Zuweilen verschwimmen die Grenzen zwischen Erinnerungen und Fiktionen, was gewollt ist, denn schon im Untertitel wird der Roman als »eine (beinahe) wahre Geschichte« ausgewiesen. Etwa als sie in einem Karnevalszug ein paar Menschen verkleidet in Schlafanzügen entdeckt und sofort KZ-Häftlingskluft assoziiert, und die Lager vor ihrem geistigen Auge erscheinen (mit allen sinnlichen Wahrnehmungen – die sie wiederum imaginieren muss), diese »Gebirge von Verbrechen« nachempfindet. Und das kontrastiert natürlich scharf mit der ausgelassenen rheinischen Karnevalsstimmung um sie herum.

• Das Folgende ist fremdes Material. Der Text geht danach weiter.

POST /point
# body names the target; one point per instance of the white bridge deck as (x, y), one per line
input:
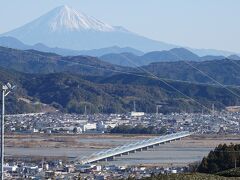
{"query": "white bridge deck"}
(110, 154)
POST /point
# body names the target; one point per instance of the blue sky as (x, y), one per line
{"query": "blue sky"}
(193, 23)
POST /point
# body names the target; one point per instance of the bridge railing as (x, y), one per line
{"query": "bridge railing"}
(132, 147)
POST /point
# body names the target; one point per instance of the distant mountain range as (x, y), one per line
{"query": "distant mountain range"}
(173, 55)
(120, 56)
(12, 42)
(225, 71)
(70, 83)
(67, 31)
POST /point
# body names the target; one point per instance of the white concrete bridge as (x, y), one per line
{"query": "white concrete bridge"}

Erinnerungslosigkeit, ein »Du sollst vergessen« war, so die Essenz, das 11. Gebot der der »Davongekommenen« nach 1945. Adenauer, Verkörperung einer »geschmeidigen Unbeugsamkeit« (natürlich erst nachträglich beobachtet). Aber sie, die Autorin, will es nicht, sie steigert sich in einen Furor. Die Erzählerin, 1950 geboren, macht sich nicht nur zum »Kind des Nachkriegs«, sondern stilisiert sich »für immer« zu der »Generation nach Auschwitz«. Der Krieg habe auch für sie »nie aufgehört«. Sie lebt in »friedlosem Frieden«. In Anspielung an Martin Walsers autobiographischem Roman »springenden Brunnen« deklamiert sie für sich: »Meine Kindheit war ein leerer Brunnen«.
Schicksalhafte Ausweglosigkeit einer Generation? Kurz erwähnt wird Emmanuel Lévinas’ »Selbstscham«-Theorie. Dabei verortet sie die Selbstscham auf den sie wegen jeder Kleinigkeit prügelnden Vater, der nach seinen Schlägen vom Kind auch noch Reue für dessen »Vergehen« einforderte.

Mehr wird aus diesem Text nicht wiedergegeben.